Skip to content

Contributing to ds-agent-rules

Thank you for helping make AI agent rules better for the entire DS/ML community!

Quick Start

git clone https://github.com/Edwarddev0723/ds-agent-rules
cd ds-agent-rules
make lint    # requires shellcheck
make test    # requires bats-core

How to Contribute

1. Improve an existing snippet

Edit a file in snippets/, then run:

make lint && make test

2. Add a new snippet

Create snippets/your-domain.md following the Snippet Format Spec below. Then:

  1. Add it to at least one preset in presets/ (or create a new preset)
  2. Run make lint && make test
  3. Open a PR

3. Add a new base overlay

Create base/your-type.md and a corresponding templates/your-type.txt scaffold. Update new-project.sh to include it in the selection menu.
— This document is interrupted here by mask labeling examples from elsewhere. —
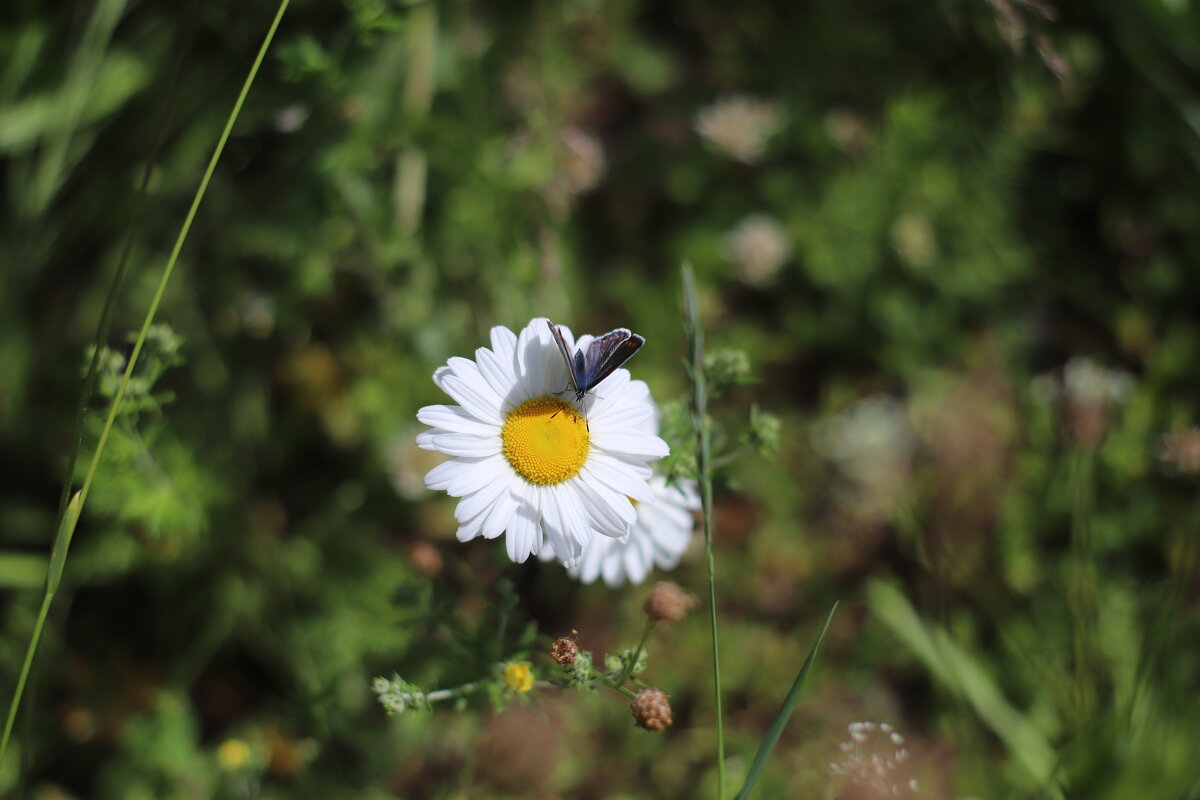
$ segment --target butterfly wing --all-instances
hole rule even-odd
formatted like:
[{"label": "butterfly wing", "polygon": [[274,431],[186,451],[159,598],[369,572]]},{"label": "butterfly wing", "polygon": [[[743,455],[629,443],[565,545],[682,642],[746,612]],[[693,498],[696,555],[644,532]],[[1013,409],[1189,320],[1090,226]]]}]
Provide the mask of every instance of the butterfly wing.
[{"label": "butterfly wing", "polygon": [[546,324],[550,326],[550,332],[554,336],[554,342],[558,343],[558,351],[563,354],[563,361],[566,362],[566,378],[571,381],[571,389],[575,393],[580,393],[580,375],[583,372],[578,365],[581,354],[576,353],[575,357],[571,357],[571,349],[566,347],[566,339],[563,338],[563,332],[558,330],[558,325],[548,319]]},{"label": "butterfly wing", "polygon": [[618,327],[594,339],[588,345],[582,375],[583,383],[580,390],[586,392],[595,389],[601,380],[611,375],[620,365],[632,359],[634,354],[643,344],[646,344],[646,339],[631,332],[628,327]]}]

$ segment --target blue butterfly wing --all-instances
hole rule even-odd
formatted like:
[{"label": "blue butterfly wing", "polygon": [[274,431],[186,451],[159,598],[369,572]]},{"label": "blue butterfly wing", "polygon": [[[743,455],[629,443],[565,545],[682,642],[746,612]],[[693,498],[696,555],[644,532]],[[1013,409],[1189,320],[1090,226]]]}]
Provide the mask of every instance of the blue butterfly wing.
[{"label": "blue butterfly wing", "polygon": [[594,389],[620,365],[634,357],[646,339],[628,327],[618,327],[592,341],[584,359],[581,391]]}]

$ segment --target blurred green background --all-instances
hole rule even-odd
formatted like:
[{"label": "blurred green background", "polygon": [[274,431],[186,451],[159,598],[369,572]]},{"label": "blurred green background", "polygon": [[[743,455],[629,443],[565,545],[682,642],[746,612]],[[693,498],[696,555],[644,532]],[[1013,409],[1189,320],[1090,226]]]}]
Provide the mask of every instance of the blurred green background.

4. Fix a bug or improve tooling

All changes to sync.sh and new-project.sh must pass ShellCheck and the bats test suite.


Snippet Format Spec

Every snippet must follow this structure:

# Snippet: <Display Name>

## Domain Context
<1-3 sentences explaining when this snippet applies>

## <Section 1>
- <Actionable rule>
- <Actionable rule>

## <Section 2>
- ...

## Common Pitfalls
- <Specific, experience-based mistake to avoid>
- <Another pitfall>

Quality Criteria

Criterion Required Example
Actionable "Use LoRA r=16, alpha=32 as defaults" not "Consider using parameter-efficient methods"
Specific "Report R@1, R@5, R@10" not "Use appropriate metrics"
Domain Context First section explains when the snippet applies
Common Pitfalls Last section with experience-based warnings
Minimum 30 lines Thin snippets don't provide enough value
Maximum 80 lines Recommended Keep focused; split large topics into multiple snippets
Tool/library names Recommended Mention specific tools: "prefer Optuna over GridSearch"
Numeric thresholds Recommended "Cohen's Kappa ≥ 0.7", "bootstrap with ≥1000 resamples"

What Makes a Good Rule

Good (specific, actionable, prevents real mistakes):

- Temporal split only — never random split for time-series data
- Always report mean ± std across ≥3 seeds
- Use `torch.compile()` for PyTorch ≥2.0 before manual optimization

Bad (vague, generic, obvious):

- Use appropriate evaluation metrics
- Follow best practices for data preprocessing
- Consider model performance carefully


Preset Format

Preset files live in presets/ as .txt files:

# Description of this preset
overlay snippet1 snippet2 snippet3
  • First non-comment, non-empty line = arguments passed to sync.sh
  • First word = base overlay name
  • Remaining words = snippet names

Commit Convention

<type>: <short description>

Types:
  rule:     New or updated rule content (snippets, overlays)
  feat:     New feature in sync.sh or new-project.sh
  fix:      Bug fix
  docs:     Documentation only
  test:     Adding or updating tests
  chore:    Maintenance (CI, deps, etc.)

Examples:

rule: add distributed training snippet
feat: add --diff flag to sync.sh
fix: YAML parser handles inline comments
test: add bats tests for --validate flag
docs: update README preset table


Pull Request Checklist

  • [ ] make lint passes (ShellCheck)
  • [ ] make test passes (bats)
  • [ ] New snippets follow the Snippet Format Spec
  • [ ] New presets reference only existing overlays and snippets
  • [ ] README updated if adding new overlays/snippets/features
  • [ ] README_zh-TW.md updated in parallel (or request help in PR)

Code of Conduct

Be kind. Be constructive. We're all here to build better AI agent guardrails.